The researchers found that older patients who received non-medication based interventions were at decreased risk of both delirium and falls, and found trends toward decreased length of hospital stay and institutionalization. Based on their results, they estimated that each year, approximately one million cases of delirium could be prevented using non-medication based interventions, resulting in a Medicare cost savings of $10 billion per year.
Delirium is a disorder with a constellation and range of symptoms – patients can exhibit agitation and confusion or they may be non-responsive. It is estimated that 29 to 64 percent of hospitalized elderly patients suffer from delirium, although it is likely under-diagnosed.
“Delirium is sometimes difficult to recognize but given its complications, it deserves more national and international attention,” said Hshieh. “If we can prevent delirium, we can do a lot of good for patients in the long run. It’s important for both families and healthcare providers to be aware of these beneficial non-medical strategies.”
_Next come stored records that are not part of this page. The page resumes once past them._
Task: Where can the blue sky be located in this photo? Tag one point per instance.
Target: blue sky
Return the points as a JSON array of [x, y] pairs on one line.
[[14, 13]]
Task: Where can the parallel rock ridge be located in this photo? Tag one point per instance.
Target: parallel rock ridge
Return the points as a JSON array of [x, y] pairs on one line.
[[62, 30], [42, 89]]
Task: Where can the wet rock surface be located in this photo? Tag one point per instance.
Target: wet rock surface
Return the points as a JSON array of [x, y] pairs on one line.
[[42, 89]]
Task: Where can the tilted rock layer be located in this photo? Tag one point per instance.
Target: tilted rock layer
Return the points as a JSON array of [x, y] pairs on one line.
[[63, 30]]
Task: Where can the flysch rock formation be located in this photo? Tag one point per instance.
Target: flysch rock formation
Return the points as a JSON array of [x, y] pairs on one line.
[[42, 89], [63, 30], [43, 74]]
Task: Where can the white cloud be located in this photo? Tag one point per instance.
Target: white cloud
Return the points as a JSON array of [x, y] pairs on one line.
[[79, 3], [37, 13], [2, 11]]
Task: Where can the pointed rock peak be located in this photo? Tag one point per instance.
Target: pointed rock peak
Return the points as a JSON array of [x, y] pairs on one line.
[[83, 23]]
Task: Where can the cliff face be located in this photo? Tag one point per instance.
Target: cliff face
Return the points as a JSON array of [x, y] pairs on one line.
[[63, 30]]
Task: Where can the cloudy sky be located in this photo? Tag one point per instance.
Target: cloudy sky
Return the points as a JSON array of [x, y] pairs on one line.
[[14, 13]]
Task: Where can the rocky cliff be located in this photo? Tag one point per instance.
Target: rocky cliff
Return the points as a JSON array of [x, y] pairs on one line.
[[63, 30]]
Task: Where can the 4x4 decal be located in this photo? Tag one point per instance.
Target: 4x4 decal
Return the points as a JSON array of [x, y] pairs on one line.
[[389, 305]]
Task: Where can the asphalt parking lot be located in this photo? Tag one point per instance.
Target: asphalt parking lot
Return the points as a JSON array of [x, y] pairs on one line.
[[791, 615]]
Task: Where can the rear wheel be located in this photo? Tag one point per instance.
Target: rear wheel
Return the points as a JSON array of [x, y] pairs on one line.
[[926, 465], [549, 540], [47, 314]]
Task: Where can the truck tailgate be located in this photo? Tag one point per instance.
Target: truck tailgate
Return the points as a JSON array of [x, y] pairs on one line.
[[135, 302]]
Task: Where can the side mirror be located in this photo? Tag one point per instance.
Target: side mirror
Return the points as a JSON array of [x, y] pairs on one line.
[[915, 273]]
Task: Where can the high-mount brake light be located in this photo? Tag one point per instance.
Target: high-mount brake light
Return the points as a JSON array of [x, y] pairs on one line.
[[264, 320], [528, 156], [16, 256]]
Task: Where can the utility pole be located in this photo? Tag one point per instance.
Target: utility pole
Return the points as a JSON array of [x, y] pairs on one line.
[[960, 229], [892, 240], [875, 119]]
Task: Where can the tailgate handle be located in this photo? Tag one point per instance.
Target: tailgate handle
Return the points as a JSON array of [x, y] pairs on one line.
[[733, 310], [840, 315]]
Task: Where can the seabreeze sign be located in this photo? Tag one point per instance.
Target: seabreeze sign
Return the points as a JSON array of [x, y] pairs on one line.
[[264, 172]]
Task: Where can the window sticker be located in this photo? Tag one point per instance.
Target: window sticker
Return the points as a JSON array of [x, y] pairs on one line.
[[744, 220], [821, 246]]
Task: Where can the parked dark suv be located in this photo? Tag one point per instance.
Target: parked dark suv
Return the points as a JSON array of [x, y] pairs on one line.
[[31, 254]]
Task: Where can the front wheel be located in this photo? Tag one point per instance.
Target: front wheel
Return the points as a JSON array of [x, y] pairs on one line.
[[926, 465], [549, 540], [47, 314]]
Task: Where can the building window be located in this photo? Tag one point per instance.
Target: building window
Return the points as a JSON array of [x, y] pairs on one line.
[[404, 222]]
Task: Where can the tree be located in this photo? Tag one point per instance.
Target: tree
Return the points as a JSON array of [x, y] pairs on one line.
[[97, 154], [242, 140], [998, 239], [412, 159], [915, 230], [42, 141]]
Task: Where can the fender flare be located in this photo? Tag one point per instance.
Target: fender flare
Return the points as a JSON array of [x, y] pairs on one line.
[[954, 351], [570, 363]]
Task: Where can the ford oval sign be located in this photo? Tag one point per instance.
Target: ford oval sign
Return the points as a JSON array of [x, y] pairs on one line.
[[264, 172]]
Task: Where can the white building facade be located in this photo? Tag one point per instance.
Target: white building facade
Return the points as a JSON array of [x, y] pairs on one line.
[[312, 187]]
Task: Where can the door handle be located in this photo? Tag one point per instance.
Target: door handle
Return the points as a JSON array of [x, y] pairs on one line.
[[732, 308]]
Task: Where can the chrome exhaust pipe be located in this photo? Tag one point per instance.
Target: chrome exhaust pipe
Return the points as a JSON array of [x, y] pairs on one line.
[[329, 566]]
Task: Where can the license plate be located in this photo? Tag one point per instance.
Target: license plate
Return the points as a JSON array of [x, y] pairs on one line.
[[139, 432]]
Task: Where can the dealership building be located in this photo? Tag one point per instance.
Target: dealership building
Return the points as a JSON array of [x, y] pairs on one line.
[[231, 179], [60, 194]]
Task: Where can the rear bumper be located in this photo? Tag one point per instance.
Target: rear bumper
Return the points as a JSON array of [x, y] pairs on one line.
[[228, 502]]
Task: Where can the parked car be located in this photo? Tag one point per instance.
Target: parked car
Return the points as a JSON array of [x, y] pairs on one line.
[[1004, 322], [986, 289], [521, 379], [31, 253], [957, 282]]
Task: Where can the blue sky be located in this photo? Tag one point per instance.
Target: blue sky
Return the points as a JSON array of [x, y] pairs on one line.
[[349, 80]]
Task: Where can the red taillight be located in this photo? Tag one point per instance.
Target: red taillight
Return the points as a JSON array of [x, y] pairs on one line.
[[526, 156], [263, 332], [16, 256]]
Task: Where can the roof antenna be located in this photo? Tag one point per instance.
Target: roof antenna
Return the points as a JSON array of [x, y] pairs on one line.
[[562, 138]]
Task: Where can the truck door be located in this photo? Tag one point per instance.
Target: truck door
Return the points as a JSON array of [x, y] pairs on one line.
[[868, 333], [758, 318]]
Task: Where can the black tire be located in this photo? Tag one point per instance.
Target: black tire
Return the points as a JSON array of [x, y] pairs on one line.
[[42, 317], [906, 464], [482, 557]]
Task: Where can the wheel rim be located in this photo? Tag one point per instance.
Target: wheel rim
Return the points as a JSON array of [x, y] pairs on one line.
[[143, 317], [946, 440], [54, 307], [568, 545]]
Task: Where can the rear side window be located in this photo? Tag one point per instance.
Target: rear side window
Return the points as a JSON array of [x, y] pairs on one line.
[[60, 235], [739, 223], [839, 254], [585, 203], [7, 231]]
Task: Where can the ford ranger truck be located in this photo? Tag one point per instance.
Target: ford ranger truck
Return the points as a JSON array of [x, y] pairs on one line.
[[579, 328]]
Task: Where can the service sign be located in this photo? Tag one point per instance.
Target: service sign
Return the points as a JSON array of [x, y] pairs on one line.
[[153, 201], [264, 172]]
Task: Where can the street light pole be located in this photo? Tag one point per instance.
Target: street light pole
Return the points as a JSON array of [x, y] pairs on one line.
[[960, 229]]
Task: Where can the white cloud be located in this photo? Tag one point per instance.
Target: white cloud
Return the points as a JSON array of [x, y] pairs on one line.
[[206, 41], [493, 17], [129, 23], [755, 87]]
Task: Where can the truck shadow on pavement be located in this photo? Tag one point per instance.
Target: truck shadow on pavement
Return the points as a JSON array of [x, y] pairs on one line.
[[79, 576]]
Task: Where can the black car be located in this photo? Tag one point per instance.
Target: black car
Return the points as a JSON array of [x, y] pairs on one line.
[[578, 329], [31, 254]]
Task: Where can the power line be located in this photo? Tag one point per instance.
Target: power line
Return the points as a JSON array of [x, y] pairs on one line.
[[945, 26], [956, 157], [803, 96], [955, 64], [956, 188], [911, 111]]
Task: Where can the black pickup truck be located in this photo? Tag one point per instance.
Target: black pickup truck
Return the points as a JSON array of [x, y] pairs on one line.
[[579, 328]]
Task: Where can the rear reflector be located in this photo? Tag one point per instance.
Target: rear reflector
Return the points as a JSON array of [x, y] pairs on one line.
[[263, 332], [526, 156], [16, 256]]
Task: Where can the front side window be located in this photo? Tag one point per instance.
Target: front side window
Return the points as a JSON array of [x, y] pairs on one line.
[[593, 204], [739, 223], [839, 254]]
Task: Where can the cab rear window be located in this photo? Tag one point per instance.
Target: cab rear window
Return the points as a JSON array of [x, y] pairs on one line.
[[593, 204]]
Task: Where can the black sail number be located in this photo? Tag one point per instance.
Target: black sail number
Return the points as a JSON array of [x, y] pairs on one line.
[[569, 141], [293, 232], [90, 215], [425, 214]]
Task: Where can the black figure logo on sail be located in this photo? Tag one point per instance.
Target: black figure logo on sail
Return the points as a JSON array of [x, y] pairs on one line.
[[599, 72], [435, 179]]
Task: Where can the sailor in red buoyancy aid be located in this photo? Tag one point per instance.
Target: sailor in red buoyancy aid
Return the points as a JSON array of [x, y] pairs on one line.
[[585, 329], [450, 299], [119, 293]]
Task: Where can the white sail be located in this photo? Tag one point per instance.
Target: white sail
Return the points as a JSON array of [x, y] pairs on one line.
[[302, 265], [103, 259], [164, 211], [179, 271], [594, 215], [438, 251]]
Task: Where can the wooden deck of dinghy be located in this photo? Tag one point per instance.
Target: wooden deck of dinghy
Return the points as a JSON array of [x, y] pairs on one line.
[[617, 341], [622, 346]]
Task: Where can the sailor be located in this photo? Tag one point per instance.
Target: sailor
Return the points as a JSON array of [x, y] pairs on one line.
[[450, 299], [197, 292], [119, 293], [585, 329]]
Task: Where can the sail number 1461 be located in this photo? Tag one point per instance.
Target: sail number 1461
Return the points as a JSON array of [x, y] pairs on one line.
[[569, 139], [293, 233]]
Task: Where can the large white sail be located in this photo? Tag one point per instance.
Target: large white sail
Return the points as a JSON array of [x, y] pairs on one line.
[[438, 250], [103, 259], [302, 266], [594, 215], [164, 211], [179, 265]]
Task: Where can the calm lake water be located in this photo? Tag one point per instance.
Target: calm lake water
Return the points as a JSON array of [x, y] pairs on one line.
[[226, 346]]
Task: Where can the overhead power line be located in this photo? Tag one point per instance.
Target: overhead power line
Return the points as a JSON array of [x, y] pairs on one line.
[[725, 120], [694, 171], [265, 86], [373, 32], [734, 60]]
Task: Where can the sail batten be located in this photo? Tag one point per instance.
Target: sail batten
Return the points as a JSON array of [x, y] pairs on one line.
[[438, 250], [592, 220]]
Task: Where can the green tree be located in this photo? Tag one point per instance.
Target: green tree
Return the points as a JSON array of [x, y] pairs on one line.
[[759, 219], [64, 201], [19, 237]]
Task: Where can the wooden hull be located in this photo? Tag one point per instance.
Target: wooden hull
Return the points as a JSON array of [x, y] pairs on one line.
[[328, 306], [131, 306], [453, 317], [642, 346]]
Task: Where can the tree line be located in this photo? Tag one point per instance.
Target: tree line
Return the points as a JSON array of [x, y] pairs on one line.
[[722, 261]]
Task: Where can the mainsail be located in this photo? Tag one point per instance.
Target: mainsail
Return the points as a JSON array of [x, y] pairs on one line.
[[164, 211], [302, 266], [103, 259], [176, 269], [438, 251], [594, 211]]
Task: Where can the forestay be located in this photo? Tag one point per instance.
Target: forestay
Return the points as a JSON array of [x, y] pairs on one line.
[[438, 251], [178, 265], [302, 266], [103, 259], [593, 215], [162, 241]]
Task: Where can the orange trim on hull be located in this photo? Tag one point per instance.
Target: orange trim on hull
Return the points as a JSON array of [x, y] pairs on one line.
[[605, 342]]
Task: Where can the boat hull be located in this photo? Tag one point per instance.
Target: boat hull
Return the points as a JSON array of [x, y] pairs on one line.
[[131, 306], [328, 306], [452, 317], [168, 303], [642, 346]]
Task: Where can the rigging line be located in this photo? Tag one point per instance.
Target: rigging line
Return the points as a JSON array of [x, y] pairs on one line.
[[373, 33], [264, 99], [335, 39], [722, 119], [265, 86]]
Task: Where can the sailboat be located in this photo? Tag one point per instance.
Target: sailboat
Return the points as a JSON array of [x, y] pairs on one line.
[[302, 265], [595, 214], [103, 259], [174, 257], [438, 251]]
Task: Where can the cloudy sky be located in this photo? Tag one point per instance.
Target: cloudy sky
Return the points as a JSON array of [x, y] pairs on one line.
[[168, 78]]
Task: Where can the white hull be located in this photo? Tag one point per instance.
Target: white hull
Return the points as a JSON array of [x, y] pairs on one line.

In addition to Hshieh and Inouye, study coauthors include Jirong Yue, MD of West China Hospital, Sichuan University; Esther Oh, MD of Johns Hopkins School of Medicine; Sarah Dowal, MSW, MPH and Thomas Travison, PhD of the Aging Brain Center, Hebrew SeniorLife.
This study was supported in part by Grant K07AG041835 from the National Institute on Aging. Dr. Hshieh is supported by T32 Training Grant (AG000158) from the National Institute on Aging. Dr. Inouye holds the Milton and Shirley F. Levy Family Chair. The funding sources had no role in the design, conduct or reporting of this study.